Title of the work
Country of the First Edition
Country/countries of popularity
Original Language
First Edition Date
First Edition Details
William Adams, ed., Myths of Old Greece in Story and Song, "Lakeside Literature Series" Book III. New York, Cincinnati, Chicago: American Book Company, 1900, 256 pp.
ISBN
Available Onllne
Available at the Internet Archive (accessed: September 16, 2022).
Genre
Anthology of myths*
Educational stories*
Fiction
Target Audience
Children
Cover
Scanned by Google. Retrieved from the Internet Archive (accessed: September 16, 2022). Public domain.
Author of the Entry:
Robin Diver, University of Birmingham, robin.diver@hotmail.com
Peer-reviewer of the Entry:
Susan Deacy, University of Roehampton, s.deacy@roehampton.ac.uk
Daniel A. Nkemleke, University of Yaoundé 1, nkemlekedan@yahoo.com
William Adams (Author)
William Adams is the author of the Lakeside Literature Series, a series of children’s retellings of Aesop’s Fables, Greek myths and Mother Goose fairy tales. The first volume, Fables and Rhymes (1898), appears to have been used as a North American teaching text.
Adams may be the same author who wrote under the penname ‘Oliver Optic’. ‘Oliver Optic’ was a writer of boys’ adventure series, editor of children’s magazines and New England schoolteacher.
Sources:
Early American Textbooks, 1775–1900 by United States Department of Education, 1985, 13.
Bio prepared by Robin Diver, University of Birmingham, RSD253@student.bham.ac.uk
Summary
This is a factual book of fairly brief retellings of key Greek myths, which deviate little from their ancient sources such as Ovid. The stories are told without much background information or context to how the same characters fit into different stories. This approach is acknowledged by Adams at the start, who sees this as making the myths more accessible to children. Adams has also, according to his introduction, made an effort to retell the stories in a manner he believes would have been how they would have been orally related by ordinary Greek people.
Stories included are:
- The Gods,
- Proserpina,
- Prometheus and Epimetheus,
- Apollo and Daphne,
- Orpheus and Eurydice,
- Hercules,
- Alcestis,
- Phaeton,
- Perseus,
- Theseus,
- Ariadne at Naxos,
- The Golden Apple,
- Castor and Pollux,
- The Wrath of Achilles,
- The Fall of Troy,
- The Wanderings of Ulysses,
- The Homecoming of Ulysses.
At the end of each chapter, Adams adds relevant contemporary poetry. The stories are accompanied by simple black and white character drawings.
Analysis
Adams writes in his preface that it was important for his book of myths to "present the stories essentially according to the traditions" and have "some of the spirit of the old Greek and Latin myths". At the same time, he writes, he has also tried not to overburden young readers with facts or background detail to each myth.
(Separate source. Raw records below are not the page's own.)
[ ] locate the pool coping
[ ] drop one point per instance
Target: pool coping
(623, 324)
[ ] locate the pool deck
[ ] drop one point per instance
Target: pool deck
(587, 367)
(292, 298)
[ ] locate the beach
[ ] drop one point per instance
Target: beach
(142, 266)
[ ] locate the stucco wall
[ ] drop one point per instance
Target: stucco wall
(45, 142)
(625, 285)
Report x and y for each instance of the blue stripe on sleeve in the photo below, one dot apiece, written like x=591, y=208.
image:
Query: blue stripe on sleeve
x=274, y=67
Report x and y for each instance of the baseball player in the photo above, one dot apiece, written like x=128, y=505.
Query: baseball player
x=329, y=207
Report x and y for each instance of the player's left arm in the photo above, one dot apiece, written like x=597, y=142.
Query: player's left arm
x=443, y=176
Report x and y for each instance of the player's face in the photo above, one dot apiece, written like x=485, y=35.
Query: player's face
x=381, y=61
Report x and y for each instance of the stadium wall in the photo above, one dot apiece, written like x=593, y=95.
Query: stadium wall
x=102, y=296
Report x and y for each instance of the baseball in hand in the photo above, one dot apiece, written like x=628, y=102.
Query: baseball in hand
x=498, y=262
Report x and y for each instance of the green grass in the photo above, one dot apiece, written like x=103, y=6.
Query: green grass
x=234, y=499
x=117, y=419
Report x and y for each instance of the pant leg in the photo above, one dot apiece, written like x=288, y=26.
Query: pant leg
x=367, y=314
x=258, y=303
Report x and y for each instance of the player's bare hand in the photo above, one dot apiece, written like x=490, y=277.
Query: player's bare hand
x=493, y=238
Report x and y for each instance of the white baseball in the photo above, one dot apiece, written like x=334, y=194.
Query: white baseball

He has attempted to tell the myths "as they might have existed in the mouths of the people", by which he means he has presented them in a folktale style presumably influenced by the folk based approach of the brothers Grimm (p. 3.) This makes sense given that this anthology is a sequel volume to Adams’ previous volumes of fairy tale.
Similarly to many other anthologies of this time period (e.g. Mary Helen Beckwith’s 1896 In Mythland), Adams’ portrays the Greek gods as figures who would have been loved and admired by the Greeks. As an example of how the Greeks believed everything in nature was alive, he claims they thought that "the spring of fresh water gurgled because it was happy" (p.10) and says "But the gods the Greeks loved most were the gods of the sky. They were beautiful and happy and kind. When the Sun drove his flaming chariot... the Greeks seemed to hear the Earth and the Waters laugh with joy." The negative elements of the gods depicted in mythology and the fear the Greeks felt for them are therefore not focused upon.
According to Adams, the gods of Olympus "had few cares. They would (...) leave Olympus (...) and the world would move on without them, just as usual. Happy, beautiful, careless Olympus." Thus whilst the portrait is idealised, an element of criticism in comparison to the more sober Christianity may be read into this; the gods are ‘careless’ and not really needed to run their own world (p. 12).
The character of Ariadne is portrayed as very gentle. Although she helps Theseus kill the Minotaur, once she hears its dying roar and knows Theseus has won, "She was timid now, and wished to flee and escape him, but her strength failed her and she sank fainting to the ground." (p. 165). Rather confusingly, the story ends happily with Theseus and Ariadne’s escape and refers to Ariadne as his bride, but is then followed by a double spread poem by Thomas Davidson about Ariadne’s abandonment with no explanation as to what has happened to her or why this is different from the implied marriage and happy ending of the main story. The spotlighted poetry therefore does not always match up with the versions of the stories being told.